Sunday, June 17, 2007

watched Shrek 3 with the family today at the new AMK hub. twas fun, at first! then it just kinda fizzled into one of those arguments between me and mom/dad over the camera (which i'd accidentally dropped). mom saw me dropping it from the corner of her eye and sounded the alarm - which alerted dad and resulted in him cussing and swearing at my carelessness. then he saw me holding my phone and started kicking up a fuss about the phone always being in my hands and blahblah.

i could feel my temper rising astronomically because i mean, come on, everything was going perfectly well and fine and everyone was jolly happy, until then. well, i mean, discounting the fact that dad found out i'd forgotten to lift up the handbrake while driving from home to AMK hub (he kicked up a minor fit over that, only, thankfully), it was all fine and dandy.

i think my temper made things worse a little though, so i must really hold my tongue and not bite back at the parents when they go on their rants. learnt my lesson this afternoon, so when mom went on her cleaning tirade and started making me get out of bed to watch dad mop the floor and go downstairs to bring clothes up - i just bit my tongue and did what she wanted. spare all of us the hassle of having to argue over practically nothing.

i'm not getting well. my sniffles are back and my head hurts and my throat tickles and the nose is stuck and i feel like just flopping on my bed and sleeping right now even though i'd slept the whole afternoon away already.

must be all the late nights catching up with me. sleeping for 3, 4 hours a night for a couple of nights in a row is no fun in the long run, i think. my eyes are puffy and swollen today as a result of the lack of sleep. rah.

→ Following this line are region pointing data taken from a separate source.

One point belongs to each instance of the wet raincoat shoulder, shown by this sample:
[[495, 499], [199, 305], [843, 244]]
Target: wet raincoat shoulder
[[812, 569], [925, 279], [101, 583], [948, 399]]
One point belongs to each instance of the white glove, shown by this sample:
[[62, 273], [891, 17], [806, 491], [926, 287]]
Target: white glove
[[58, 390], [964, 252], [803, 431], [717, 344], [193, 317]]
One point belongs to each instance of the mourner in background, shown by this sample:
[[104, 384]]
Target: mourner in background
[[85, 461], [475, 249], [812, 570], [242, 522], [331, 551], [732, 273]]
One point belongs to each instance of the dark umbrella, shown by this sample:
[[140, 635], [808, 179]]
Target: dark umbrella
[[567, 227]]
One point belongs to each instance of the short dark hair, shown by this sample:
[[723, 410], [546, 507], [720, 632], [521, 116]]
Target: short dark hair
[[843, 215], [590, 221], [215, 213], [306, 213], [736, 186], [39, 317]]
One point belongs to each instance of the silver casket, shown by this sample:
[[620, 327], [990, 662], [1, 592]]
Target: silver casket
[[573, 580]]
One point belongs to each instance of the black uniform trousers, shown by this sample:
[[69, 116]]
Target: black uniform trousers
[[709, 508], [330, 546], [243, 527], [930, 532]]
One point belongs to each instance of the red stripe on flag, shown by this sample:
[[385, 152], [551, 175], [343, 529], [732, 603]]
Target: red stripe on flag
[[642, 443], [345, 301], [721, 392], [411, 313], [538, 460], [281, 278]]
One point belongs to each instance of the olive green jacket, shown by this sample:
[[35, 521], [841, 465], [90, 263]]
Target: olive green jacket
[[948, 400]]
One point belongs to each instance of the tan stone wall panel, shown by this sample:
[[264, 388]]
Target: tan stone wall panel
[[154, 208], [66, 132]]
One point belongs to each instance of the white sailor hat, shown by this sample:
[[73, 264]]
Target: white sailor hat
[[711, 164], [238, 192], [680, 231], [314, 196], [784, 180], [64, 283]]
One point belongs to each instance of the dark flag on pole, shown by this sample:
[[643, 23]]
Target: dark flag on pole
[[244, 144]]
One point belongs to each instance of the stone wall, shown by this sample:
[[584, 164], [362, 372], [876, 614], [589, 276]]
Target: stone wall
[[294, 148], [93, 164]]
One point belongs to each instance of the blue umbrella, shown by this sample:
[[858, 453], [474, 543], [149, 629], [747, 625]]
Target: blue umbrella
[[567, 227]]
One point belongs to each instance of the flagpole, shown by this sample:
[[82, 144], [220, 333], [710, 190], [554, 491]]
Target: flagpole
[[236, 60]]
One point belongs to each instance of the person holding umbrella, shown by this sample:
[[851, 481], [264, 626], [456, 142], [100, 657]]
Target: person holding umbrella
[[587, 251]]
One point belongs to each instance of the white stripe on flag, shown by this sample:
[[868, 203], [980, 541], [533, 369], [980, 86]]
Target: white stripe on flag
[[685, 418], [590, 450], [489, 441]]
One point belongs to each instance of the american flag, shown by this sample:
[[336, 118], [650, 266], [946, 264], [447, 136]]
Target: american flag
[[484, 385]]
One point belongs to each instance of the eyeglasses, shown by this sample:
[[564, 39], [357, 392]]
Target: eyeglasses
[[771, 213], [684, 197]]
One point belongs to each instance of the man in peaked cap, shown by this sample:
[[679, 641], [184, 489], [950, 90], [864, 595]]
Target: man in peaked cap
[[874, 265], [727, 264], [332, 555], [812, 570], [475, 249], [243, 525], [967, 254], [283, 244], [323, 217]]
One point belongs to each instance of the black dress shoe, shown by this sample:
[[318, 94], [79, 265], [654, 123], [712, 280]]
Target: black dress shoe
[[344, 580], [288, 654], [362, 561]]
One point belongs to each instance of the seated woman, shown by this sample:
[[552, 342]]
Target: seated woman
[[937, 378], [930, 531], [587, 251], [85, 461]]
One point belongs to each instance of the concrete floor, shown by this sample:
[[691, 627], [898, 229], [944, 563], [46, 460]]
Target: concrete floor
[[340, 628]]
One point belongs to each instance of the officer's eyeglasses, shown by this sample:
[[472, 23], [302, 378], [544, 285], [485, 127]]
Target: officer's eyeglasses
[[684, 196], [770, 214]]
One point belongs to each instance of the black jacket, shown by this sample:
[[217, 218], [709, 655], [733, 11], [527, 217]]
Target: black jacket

and. there are ants in my room. bloody hell. i don't know where the heck they're spawning from, i don't know where on earth they've been marching to, i don't know why they just can't get the hell out of my room and leave my table and me in peace. i'm getting bitten all over and I AM GETTING IRRITATED WITH THE INFESTIMAL THINGS CLIMBING ALL OVER MY TABLE AND EVEN DARING TO STRAY TO MY LEGS.

get a nest, man.



i scare myself with my intensity, sometimes. how i can be so convinced about something, stubbornly clinging on even when i have more than enough reasons to jump ship. of course, when there're a million reasons for me to hang on to what i believe in, it makes the conviction seem more measured, more logic-ed out in my mind, more reasonable. but then there're the other times when my conviction is borne out of just one sole reason; that's when i start to cling on for dear life and even though i think i'm a little looney for clinging on, i do so, anyway.

i don't quite like the feeling of being annoying. i annoy myself with that feeling.